Roma, 9 ottobre – Il Servizio sanitario nazionale è vittima di un lento ma inesorabile smantellamento che spiana inevitabilmente la strada a interessi privati di ogni forma. Continuare a distogliere lo sguardo significa condannare milioni di persone a rinunciare non solo alle cure, ma a un diritto fondamentale: quello alla salute.
Questa l’impietosa diagnosi che scaturisce dall’ottavo Rapporto della Fondazione Gimbe sul Ssn, così come sintetizzata dal presidente Nino Cartabellotta nel corso dell’evento di presentazione del documento, tenutosi ieri nella Sala della Regina della Camera dei Deputati.
“Da anni i Governi, di ogni colore politico, promettono di difendere il Servizio sanitario nazionale, ma nessuno ha mai avuto la visione e la determinazione necessarie per rilanciarlo con adeguate risorse e riforme strutturali” ha detto Cartabellottta. “Le drammatiche conseguenze sono sotto gli occhi di tutti: aumento delle disuguaglianze, famiglie schiacciate da spese insostenibili, cittadini costretti a rinunciare a prestazioni sanitarie, personale sempre più demotivato che abbandona la sanità pubblica. È la lenta agonia di un bene comune che rischia di trasformarsi in un privilegio per pochi”. E anche se nessun Governo ha mai dichiarato di voler privatizzare il servizio sanitario nazionale, ha affermato il presidente della Fondazione, “il continuo indebolimento della sanità pubblica favorisce la continua espansione dei soggetti privati, ben oltre la sanità privata convenzionata”.
Secondo il rapporto Gimbe, i soggetti privati in sanità si muovono oggi su quattro fronti: erogatori (convenzionati o “privato puro”), investitori (fondi di investimento, banche, gruppi industriali), terzi paganti (assicurazioni, fondi sanitari), oltre a tutti i contraenti di partenariati pubblico-privato.

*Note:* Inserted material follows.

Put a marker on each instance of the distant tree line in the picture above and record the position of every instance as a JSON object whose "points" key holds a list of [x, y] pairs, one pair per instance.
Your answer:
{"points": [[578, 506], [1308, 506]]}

“Un ecosistema complesso e intricato” spiega Cartabellotta “dove è difficile mantenere l’equilibrio tra l’obiettivo pubblico della tutela della salute e quello imprenditoriale della generazione di profitti”.
Secondo i dati del Ministero della Salute, nel 2023 su 29.386 strutture sanitarie, 17.042 (58%) sono private accreditate e prevalgono sul pubblico in varie aree: assistenza residenziale (85,1%), riabilitativa (78,4%), semi-residenziale (72,8%) e specialistica ambulatoriale (59,7%).
Nel 2024 la spesa pubblica destinata al privato convenzionato ha raggiunto 28,7 miliardi, ma in termini percentuali è scesa al minimo storico del 20,8%. A correre davvero è invece il “privato puro”: tra il 2016 e il 2023 la spesa delle famiglie presso queste strutture è aumentata del 137%, passando da 3,05 miliardi a 7,23 miliardi.
Nello stesso periodo la spesa out of pocket nel privato accreditato è cresciuta “solo” del 45%, con un divario che si è ridotto da 2,2 miliardi nel 2016 a 390 milioni nel 2023. “Questo scenario” avverte Cartabellotta “documenta una profonda evoluzione dell’ecosistema dei privati in sanità, dove il libero mercato si sta espandendo grazie alle sinergie tra finanziatori ed erogatori privati, creando un binario parallelo e indipendente dal pubblico, riservato solo a chi può permetterselo”.